- Official DVD cover
- Directed by: Anthony Hickox
- Written by: Gareth Wardell Kevin Bernhardt
- Produced by: Jim Wynorski Tracee Stanley Damian Lee
- Starring: Dolph Lundgren Danielle Brett
- Cinematography: David Pelletier
- Edited by: Brett Hedlund
- Music by: Thomas Barquee Steve Gurevitch
- Production companies: Phoenician Entertainment Annex Entertainment
- Distributed by: Sony Pictures Home Entertainment
- Release date: 2000;
- Running time: 94 minutes
- Country: United States
- Language: English

= Jill Rips =

2000 film directed by Anthony Hickox

Jill Rips (also known as Jill the Ripper and Tied Up) is a 2000 American film directed by Anthony Hickox starring Dolph Lundgren, based on a 1987 novel by Scottish writer Frederic Lindsay.

==Plot==
In 1977 Boston, Matt Sorenson, a former police officer who moved across country, returns for the funeral of his high-powered younger brother Michael.
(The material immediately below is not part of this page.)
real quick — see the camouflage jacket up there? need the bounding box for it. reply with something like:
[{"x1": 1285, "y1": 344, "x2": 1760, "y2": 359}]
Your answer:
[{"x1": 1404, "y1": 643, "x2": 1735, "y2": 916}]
His body is found washed ashore, tied up in a manner suggesting bondage play, with a brutal series of cuts and stabs, some made after death. Intent on finding his brother's killer, Sorenson initially believes a major construction magnate, "Big Jim" Conway, whom Michael opposed on a subway project, is responsible. He also finds himself drawn to Michael's widow, Irene, who was married to him for six months. After other men are found murdered in a similar fashion, and that they had been photographed with a masked sex worker, the investigation focuses on her, the media branding her "Jill the Ripper". Matt reluctantly immerses himself in the underground bondage and discipline scene, and discovers what has linked his brother's murder, Conway, and Irene together.

==Cast==

- Dolph Lundgren as Matt Sorenson
- Danielle Brett as Irene
- Richard Fitzpatrick as Eddie
- Kristi Angus as Frances
- Charles Seixas as Jim "Big Jim" Conway
- Sandi Ross as Mary O.
- Greg Ellwand as Peerse
- Victor Pedtrchenko as Joe Jujavia
- Kylie Bax as Serena

==Release==
===Home media===
After a TV premiere on HBO under the alternate title Tied Up in January 2000, the movie was released on DVD on July 4, 2000, by Columbia TriStar Home Entertainment as Jill the Ripper (while keeping its original title Jill Rips in other countries). In February 2024, Scream Factory released it as a limited run BluRay under its original Jill Rips title, as a website exclusive.